Researchers highlight a strain of Bacillus as a promising probiotic in aquaculture

Probiotics in aquaculture are becoming a valuable addition to fish feed, supporting intestinal health and improving digestion of farmed species, which boosts growth performance and overall well-being.

By incorporating probiotics into feed, fish gain better digestive ability for a variety of raw feed materials, enhancing nutrient absorption from plant-based ingredients, such as fibres, anti-nutrients, and complex proteins. Unelmusified fats oil, which are often difficult for fish to absorb, can also be better utilized thanks to probiotics. This not only benefits fish health but also reduces feed waste and promotes sustainable environmental practices.

In their pursuit of incorporate new microorganisms with probiotic potential, researchers from Kafrelsheikh University in Egypt and Universiti Kebangsaan Malaysia have isolated and characterised the strain Bacillus rugosus NM007. The findings were published in the scientific journal Scientific Reports.

The researchers have found that this microorganism not only aids digestion by producing essential enzymes, but it also shows properties that strengthen the immune system and reduce the occurrence of diseases in fish.

The strain was tested for the production of digestive enzymes, such as protease, amylase, and lipase, as well as for genetic characteristics. They also conducted biochemical and resilience tests, such as tolerance to various levels of salinity and pH, conditions common in aquaculture setting.

The tests revealed that Bacillus rugosus can form bacterial aggregates and bind to pathogens like Aeromonas and Streptococcus. Results showed that the strain could not only auto-aggregate but also adhere to these pathogens, reducing the likelihood of pathogenic colonization in the fish’s intestines.

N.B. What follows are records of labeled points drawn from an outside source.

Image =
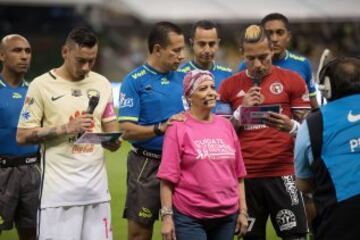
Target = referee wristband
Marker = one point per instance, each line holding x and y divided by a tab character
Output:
295	127
157	130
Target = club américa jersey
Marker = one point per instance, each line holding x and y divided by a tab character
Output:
267	151
296	63
73	174
11	102
148	97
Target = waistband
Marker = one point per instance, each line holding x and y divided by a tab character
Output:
147	153
6	161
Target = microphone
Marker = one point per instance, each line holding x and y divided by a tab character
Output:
93	102
256	81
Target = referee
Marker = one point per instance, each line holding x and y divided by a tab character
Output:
19	174
149	96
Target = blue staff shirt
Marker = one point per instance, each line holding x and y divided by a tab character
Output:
11	102
148	97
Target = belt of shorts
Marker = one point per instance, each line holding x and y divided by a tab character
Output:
6	161
147	153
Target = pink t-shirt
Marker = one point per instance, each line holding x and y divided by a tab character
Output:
204	162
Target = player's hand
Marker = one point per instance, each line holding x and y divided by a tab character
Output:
179	117
253	97
80	123
242	225
279	121
112	145
168	228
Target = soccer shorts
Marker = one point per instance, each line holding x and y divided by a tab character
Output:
279	198
19	196
143	190
87	222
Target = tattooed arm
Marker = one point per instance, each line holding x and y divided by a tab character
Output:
75	125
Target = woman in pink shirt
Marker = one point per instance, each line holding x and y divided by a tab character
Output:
202	170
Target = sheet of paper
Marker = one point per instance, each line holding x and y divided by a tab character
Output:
98	138
256	114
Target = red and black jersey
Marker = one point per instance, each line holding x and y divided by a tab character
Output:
267	151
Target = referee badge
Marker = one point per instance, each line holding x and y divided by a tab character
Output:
276	88
93	93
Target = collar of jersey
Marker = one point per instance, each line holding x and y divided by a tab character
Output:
193	64
3	83
152	70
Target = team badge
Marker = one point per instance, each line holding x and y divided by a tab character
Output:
93	93
286	219
76	92
276	88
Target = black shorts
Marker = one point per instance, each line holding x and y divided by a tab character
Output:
19	196
279	198
143	190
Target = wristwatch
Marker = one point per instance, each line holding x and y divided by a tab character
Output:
157	130
164	211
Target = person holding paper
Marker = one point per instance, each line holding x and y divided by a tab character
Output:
150	95
327	152
202	170
60	105
268	148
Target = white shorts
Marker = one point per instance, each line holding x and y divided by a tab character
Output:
88	222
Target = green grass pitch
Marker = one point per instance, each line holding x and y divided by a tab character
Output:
116	165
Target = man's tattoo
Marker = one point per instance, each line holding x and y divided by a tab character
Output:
300	114
38	136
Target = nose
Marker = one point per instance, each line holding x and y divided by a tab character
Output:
86	67
257	63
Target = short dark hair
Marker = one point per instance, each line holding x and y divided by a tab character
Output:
253	34
203	24
82	36
275	16
159	34
344	74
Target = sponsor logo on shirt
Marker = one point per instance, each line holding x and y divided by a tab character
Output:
213	149
241	93
25	115
276	88
164	81
125	102
83	148
29	101
354	144
353	117
76	92
53	98
92	93
145	213
17	95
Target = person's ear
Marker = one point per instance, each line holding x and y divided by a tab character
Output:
156	49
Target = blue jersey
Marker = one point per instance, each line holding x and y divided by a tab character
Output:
148	97
220	72
11	102
296	63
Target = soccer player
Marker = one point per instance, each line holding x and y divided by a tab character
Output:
327	153
19	171
149	96
277	27
268	148
205	40
75	199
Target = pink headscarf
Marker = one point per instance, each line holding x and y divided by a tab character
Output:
193	79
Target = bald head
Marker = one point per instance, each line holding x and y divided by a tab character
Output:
15	54
9	38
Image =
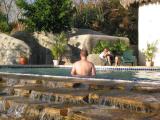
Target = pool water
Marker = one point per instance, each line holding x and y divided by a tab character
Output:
105	74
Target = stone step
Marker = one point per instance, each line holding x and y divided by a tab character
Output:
102	113
60	95
21	107
127	100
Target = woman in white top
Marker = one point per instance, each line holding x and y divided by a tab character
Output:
106	56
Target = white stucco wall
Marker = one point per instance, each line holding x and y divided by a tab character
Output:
149	30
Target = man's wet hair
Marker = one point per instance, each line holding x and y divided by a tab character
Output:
84	52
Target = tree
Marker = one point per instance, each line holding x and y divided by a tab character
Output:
47	15
7	7
4	26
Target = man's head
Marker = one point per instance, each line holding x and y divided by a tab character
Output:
83	53
106	49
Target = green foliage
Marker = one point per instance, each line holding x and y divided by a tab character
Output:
150	50
47	15
4	26
58	47
88	16
100	46
117	47
109	17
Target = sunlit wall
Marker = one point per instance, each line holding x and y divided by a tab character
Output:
149	30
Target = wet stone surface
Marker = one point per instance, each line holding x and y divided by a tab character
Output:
27	99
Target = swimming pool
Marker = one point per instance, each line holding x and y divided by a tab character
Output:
112	73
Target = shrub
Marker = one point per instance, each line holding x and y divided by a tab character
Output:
117	47
4	26
58	47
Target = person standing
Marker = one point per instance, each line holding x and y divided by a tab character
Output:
106	56
83	67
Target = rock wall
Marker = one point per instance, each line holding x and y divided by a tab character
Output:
40	45
89	41
11	49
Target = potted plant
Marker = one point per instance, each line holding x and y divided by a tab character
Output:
149	53
58	48
22	59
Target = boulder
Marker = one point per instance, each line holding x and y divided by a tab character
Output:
11	49
94	58
89	41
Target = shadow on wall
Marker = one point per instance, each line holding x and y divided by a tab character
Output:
39	54
141	59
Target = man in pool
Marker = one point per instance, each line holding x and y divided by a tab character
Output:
83	67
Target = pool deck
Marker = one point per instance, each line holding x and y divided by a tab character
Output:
97	67
86	80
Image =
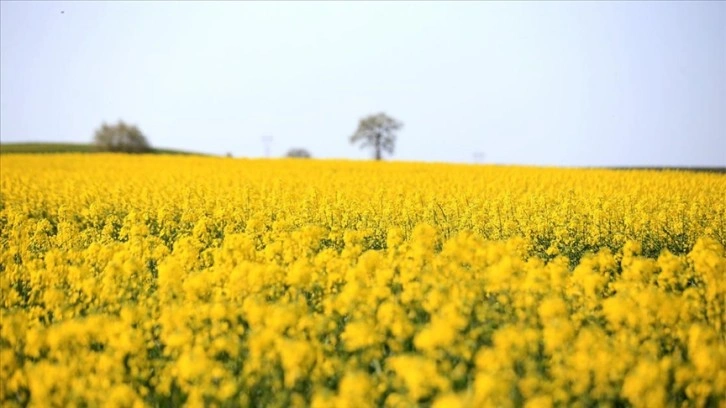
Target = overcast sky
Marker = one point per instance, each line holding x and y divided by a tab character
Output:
561	83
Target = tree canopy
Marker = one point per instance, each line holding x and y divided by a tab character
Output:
377	132
121	138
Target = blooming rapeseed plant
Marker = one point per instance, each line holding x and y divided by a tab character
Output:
165	281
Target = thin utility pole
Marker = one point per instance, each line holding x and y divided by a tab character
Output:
267	141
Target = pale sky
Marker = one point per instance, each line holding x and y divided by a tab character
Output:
561	83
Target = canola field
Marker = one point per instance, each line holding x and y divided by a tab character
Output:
188	281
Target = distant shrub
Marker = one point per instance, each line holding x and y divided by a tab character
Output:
299	153
121	138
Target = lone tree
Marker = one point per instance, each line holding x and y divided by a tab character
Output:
120	138
379	132
298	153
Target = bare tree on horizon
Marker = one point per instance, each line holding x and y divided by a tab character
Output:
379	132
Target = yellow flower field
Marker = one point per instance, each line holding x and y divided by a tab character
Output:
199	281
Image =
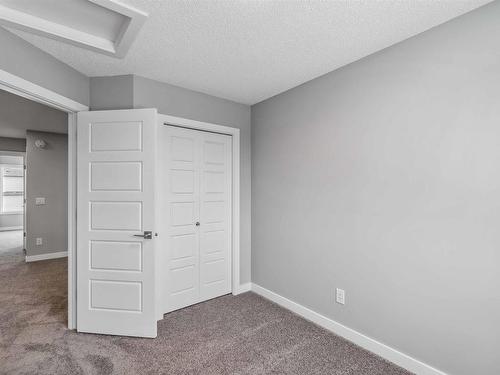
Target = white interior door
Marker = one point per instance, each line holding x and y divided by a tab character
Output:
195	175
116	205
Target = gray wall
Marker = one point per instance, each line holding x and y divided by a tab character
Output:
111	93
22	59
47	176
11	144
383	178
8	221
115	92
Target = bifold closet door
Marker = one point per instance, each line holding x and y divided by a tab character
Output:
196	215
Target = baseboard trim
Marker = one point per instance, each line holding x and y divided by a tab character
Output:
242	288
5	229
35	258
374	346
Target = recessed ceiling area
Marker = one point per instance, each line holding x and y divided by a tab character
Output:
104	26
248	51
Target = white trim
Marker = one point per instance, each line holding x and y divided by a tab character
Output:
72	190
26	89
374	346
235	225
243	288
21	87
36	258
5	229
118	47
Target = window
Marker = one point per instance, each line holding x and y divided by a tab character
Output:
12	190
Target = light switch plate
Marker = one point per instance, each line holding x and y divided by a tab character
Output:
340	296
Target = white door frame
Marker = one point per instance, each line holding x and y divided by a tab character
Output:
21	87
236	287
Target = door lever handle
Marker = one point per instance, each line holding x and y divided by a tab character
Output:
147	235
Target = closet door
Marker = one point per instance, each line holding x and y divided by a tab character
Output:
215	215
181	212
196	215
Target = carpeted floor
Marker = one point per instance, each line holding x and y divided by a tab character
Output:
229	335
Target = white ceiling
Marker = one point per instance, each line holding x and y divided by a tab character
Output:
248	51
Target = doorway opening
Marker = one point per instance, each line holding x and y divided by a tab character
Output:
11	205
33	211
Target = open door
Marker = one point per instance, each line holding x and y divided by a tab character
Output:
116	222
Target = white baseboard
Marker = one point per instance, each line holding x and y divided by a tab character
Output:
4	229
386	352
34	258
242	288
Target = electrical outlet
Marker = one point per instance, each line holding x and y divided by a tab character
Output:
340	296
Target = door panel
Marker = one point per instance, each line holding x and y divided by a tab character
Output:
215	215
196	188
116	202
180	206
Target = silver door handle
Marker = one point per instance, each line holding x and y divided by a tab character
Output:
147	235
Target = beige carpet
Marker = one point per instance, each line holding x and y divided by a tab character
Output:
229	335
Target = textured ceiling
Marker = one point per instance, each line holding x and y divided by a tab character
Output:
248	51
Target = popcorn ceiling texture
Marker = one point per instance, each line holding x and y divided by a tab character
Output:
248	51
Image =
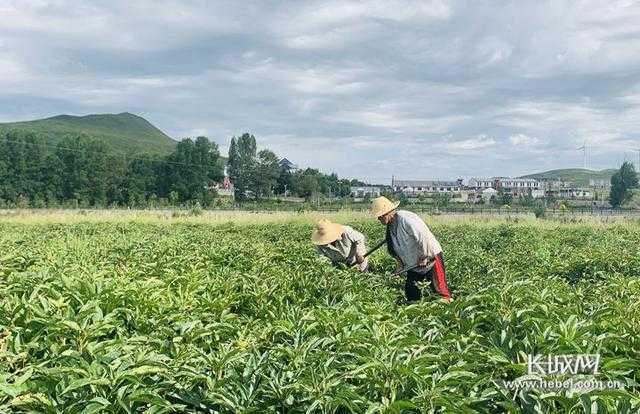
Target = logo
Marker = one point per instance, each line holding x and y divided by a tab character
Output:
545	365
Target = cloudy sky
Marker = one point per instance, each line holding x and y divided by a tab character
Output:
418	89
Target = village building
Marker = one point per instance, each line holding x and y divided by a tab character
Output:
517	187
370	191
287	165
415	188
600	183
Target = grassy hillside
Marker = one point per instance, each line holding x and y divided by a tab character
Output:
124	132
579	176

The strain was also subjected to safety evaluations, including haemolysis and antibiotic susceptibility tests, showing weak haemolytic activity and sensitivity to most antibiotics, indicating that it is less likely to transfer resistance to other microorganisms in aquatic environments.

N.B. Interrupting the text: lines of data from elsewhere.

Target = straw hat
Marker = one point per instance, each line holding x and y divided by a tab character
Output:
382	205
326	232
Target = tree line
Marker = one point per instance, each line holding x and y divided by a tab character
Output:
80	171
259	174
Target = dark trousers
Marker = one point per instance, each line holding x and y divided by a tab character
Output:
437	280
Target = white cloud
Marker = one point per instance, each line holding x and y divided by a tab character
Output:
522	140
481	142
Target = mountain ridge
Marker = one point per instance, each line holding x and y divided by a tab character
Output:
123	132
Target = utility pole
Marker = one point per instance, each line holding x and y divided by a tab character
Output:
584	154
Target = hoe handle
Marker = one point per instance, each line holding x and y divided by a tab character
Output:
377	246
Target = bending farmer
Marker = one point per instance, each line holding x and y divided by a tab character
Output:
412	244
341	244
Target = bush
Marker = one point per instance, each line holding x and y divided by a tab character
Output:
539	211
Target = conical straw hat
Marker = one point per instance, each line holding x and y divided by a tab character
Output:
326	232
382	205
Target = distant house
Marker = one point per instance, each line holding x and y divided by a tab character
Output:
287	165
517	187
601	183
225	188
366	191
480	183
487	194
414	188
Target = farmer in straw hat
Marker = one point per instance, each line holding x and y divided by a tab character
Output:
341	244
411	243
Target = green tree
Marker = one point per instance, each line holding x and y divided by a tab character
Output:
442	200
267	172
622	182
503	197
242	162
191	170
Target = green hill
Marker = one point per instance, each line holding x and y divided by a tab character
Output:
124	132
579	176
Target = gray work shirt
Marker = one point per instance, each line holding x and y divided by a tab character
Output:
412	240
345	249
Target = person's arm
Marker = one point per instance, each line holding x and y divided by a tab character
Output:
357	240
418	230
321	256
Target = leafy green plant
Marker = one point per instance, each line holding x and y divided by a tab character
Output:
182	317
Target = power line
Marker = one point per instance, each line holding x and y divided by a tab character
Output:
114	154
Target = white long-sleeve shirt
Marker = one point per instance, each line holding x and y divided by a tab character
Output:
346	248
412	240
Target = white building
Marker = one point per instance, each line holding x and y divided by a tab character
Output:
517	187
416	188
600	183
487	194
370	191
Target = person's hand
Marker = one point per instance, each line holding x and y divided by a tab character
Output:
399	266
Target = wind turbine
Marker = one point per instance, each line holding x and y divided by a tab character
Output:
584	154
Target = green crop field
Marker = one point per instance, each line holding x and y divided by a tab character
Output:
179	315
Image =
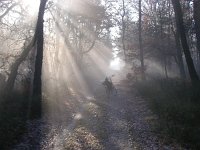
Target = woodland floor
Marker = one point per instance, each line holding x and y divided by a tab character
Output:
95	122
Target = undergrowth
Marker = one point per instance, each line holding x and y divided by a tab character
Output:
13	112
177	107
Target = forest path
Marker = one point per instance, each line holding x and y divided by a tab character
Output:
93	122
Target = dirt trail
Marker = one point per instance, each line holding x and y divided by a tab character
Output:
93	122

Finally, to confirm its safety and probiotic effects, the strain was administered to Nile tilapia, with fish monitored over 10 days for signs of illness or mortality. No adverse effects were observed, reinforcing the strain’s suitability for use in aquaculture.

Next steps

To continue building on this knowledge and determine the practical applications of this microorganism in aquaculture, researchers will need to carry out studies under real aquaculture conditions, where environmental factors could influence the strain’s performance.

Another key area will be to analyse how introducing it into aquaculture systems affects surrounding ecosystems, especially in open systems where the bacteria could disperse. This includes assessing whether it might compete with or interact with other local microorganisms.

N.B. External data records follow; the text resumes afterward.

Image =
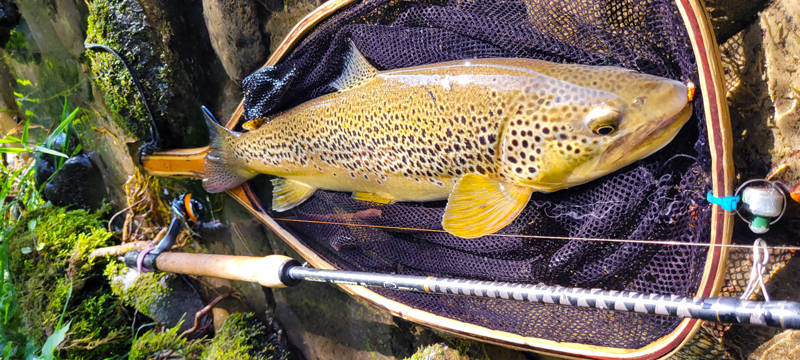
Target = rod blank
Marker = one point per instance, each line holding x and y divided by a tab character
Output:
280	271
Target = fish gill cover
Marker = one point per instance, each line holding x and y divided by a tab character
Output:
660	197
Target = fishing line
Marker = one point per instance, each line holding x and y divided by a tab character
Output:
522	236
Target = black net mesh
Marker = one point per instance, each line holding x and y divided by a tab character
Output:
660	197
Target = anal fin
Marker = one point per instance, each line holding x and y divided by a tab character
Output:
356	70
373	197
481	206
287	193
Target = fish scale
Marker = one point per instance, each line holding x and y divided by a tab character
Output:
482	133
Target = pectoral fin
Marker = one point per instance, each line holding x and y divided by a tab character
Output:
373	197
481	206
287	193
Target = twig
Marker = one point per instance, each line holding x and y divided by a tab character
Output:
204	311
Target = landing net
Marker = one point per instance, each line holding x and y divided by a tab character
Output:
660	197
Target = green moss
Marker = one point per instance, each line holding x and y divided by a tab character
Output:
243	336
437	351
155	344
48	251
110	76
145	291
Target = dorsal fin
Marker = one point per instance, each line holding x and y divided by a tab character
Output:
356	69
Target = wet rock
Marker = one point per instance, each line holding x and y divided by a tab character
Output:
244	336
234	28
784	346
731	16
78	183
154	37
760	65
9	18
283	18
438	351
165	298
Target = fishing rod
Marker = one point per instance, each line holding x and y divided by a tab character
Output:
278	271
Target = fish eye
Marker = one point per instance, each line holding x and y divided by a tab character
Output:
604	129
603	120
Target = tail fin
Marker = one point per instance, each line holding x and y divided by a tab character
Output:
222	171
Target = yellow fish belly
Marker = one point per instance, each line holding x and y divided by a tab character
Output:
483	134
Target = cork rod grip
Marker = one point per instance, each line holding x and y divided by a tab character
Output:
267	271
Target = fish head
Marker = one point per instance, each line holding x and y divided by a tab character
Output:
584	132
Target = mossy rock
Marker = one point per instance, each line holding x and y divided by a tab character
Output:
243	336
48	250
142	35
167	344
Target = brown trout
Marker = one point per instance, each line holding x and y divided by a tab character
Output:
483	134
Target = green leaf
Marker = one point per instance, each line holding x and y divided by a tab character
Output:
25	131
11	138
49	151
53	340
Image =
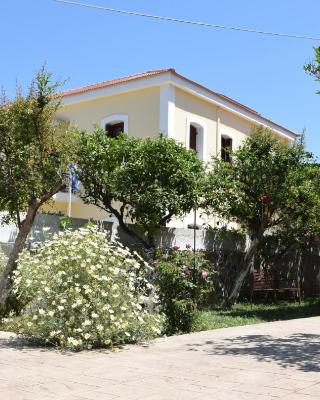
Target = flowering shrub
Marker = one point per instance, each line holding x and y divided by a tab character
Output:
185	283
82	291
3	261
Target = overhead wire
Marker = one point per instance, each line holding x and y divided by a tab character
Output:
185	21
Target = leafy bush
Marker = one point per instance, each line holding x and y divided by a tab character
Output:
185	284
3	261
82	291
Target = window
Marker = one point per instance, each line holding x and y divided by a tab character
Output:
114	129
226	148
193	138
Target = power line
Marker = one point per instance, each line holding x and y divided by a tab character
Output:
184	21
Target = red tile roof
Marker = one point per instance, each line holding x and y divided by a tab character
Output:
114	82
148	74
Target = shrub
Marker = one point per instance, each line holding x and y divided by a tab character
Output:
82	291
185	284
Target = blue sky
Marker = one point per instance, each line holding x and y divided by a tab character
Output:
88	46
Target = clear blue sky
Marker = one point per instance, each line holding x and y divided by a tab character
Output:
89	46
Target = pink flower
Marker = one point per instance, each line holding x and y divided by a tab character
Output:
185	270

Once these questions have been addressed, the optimal dosage and methods of administration should be stablished – either as encapsulated feed or in liquid supplements – to maximise its probiotic benefits without causing adverse effects in the fish.

Long-term studies will be required to examine the effects of the strain across an entire production cycle and monitor for any potential build-up of resistance of effects on the fish’s gut microbiota.

In parallel, an economic assessment should be undertaken to understand the cost benefits and return on investment for aquaculture producers, ensuring the viability of its adoption as a probiotic supplement.

Lastly, researchers will need to apply for regulatory approval and have the strain assessed by relevant animal health and environmental authorities for commercial use in aquaculture.

Reference

Shokrak, N. M., Khairi, N., Hazrin-Chong, N. H., Mohamed, R. A., & Abdella, B. (2024). Isolation, characterization, and assessment of Bacillus rugosus potential as a new probiotic for aquaculture applications. Scientific Reports, 14, Article 25019.